Studien bei juvenilen Tieren
Risdiplam wurde bei Ratten und Affen auf Toxizität bei chronischer Anwendung untersucht. Studien mit juvenilen Tieren ergaben bei einer mit der therapeutischen Dosierung beim Menschen vergleichbaren Exposition eine verringerte Nahrungsaufnahme, ein langsameres Wachstum und Anzeichen von Toxizität in den Fortpflanzungsorganen.

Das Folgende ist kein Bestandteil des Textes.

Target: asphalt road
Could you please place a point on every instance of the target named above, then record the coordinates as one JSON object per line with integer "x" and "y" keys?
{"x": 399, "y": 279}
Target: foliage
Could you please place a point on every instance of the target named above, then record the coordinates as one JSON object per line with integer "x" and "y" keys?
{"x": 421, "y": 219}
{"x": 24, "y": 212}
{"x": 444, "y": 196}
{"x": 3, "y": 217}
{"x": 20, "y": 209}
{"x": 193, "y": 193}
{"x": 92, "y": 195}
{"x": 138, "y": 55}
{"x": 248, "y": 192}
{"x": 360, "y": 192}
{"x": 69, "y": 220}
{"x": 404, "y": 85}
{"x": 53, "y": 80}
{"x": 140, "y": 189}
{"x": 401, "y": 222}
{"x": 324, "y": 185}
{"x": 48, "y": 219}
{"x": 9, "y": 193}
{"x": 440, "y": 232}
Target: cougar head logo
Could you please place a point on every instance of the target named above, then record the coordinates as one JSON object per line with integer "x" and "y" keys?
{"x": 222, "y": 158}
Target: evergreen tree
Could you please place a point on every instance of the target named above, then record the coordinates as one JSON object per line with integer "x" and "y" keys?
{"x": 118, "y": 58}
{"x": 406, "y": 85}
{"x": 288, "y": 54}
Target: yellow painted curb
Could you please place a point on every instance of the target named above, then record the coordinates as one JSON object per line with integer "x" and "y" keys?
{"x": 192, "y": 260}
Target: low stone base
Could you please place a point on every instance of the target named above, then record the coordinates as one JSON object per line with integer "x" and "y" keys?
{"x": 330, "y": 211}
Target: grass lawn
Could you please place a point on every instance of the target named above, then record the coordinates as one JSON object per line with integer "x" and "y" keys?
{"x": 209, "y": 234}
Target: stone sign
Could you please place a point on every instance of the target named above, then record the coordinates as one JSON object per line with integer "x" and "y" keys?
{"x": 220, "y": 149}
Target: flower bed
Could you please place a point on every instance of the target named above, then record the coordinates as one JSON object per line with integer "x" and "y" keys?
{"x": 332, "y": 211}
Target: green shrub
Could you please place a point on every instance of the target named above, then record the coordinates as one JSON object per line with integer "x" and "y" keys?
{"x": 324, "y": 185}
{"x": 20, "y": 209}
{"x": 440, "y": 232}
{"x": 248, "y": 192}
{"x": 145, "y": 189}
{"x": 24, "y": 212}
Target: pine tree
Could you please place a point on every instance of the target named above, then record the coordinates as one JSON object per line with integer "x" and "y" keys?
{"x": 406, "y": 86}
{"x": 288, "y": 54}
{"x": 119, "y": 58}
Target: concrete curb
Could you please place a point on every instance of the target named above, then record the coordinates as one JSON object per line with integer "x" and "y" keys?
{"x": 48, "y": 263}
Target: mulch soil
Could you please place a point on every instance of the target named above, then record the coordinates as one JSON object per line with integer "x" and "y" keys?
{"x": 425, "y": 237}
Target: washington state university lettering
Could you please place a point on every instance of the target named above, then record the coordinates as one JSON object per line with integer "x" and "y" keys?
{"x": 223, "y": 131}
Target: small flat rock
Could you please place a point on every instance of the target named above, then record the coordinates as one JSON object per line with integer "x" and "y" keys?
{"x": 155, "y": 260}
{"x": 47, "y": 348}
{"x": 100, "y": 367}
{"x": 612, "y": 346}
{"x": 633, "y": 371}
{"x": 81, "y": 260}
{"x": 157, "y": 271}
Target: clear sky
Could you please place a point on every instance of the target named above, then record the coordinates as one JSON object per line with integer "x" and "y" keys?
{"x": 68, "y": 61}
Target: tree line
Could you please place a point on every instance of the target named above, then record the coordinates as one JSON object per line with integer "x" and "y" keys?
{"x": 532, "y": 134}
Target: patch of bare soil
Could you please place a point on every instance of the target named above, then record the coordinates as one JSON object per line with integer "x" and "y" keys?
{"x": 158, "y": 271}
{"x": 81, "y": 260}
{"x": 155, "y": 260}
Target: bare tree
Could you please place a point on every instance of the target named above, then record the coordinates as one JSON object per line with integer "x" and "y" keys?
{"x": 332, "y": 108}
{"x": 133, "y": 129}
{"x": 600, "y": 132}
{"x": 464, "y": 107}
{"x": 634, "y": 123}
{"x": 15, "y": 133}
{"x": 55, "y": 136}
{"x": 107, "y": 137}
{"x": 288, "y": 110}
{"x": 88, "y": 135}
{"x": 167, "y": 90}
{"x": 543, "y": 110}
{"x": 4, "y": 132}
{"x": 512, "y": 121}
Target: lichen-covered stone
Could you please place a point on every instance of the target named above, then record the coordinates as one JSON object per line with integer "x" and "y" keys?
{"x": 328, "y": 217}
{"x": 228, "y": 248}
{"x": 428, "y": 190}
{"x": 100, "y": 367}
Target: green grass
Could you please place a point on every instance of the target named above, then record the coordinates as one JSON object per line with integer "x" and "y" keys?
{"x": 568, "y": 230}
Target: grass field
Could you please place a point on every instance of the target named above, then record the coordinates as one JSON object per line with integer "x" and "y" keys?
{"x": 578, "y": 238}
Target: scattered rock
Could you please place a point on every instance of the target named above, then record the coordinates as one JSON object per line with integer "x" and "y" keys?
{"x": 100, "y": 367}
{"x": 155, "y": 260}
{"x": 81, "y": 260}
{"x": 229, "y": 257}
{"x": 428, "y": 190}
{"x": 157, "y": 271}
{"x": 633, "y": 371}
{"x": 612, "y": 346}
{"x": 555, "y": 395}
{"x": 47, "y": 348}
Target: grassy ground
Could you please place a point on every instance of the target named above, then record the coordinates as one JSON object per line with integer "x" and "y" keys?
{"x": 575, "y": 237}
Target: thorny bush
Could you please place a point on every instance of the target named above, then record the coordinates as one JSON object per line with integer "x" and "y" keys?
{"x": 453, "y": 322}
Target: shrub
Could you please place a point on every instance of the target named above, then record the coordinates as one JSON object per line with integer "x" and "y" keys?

Im Hinblick auf die Toxizität, die nach Anwendung von Risdiplam in verschiedenen Organsystemen mit hohem Zellumsatz (Haut, Gastrointestinaltrakt, Knochenmark) auftritt, ergaben die tierexperimentellen Studien keine Hinweise auf Unterschiede in der Empfindlichkeit zwischen juvenilen, adoleszenten und adulten Tieren.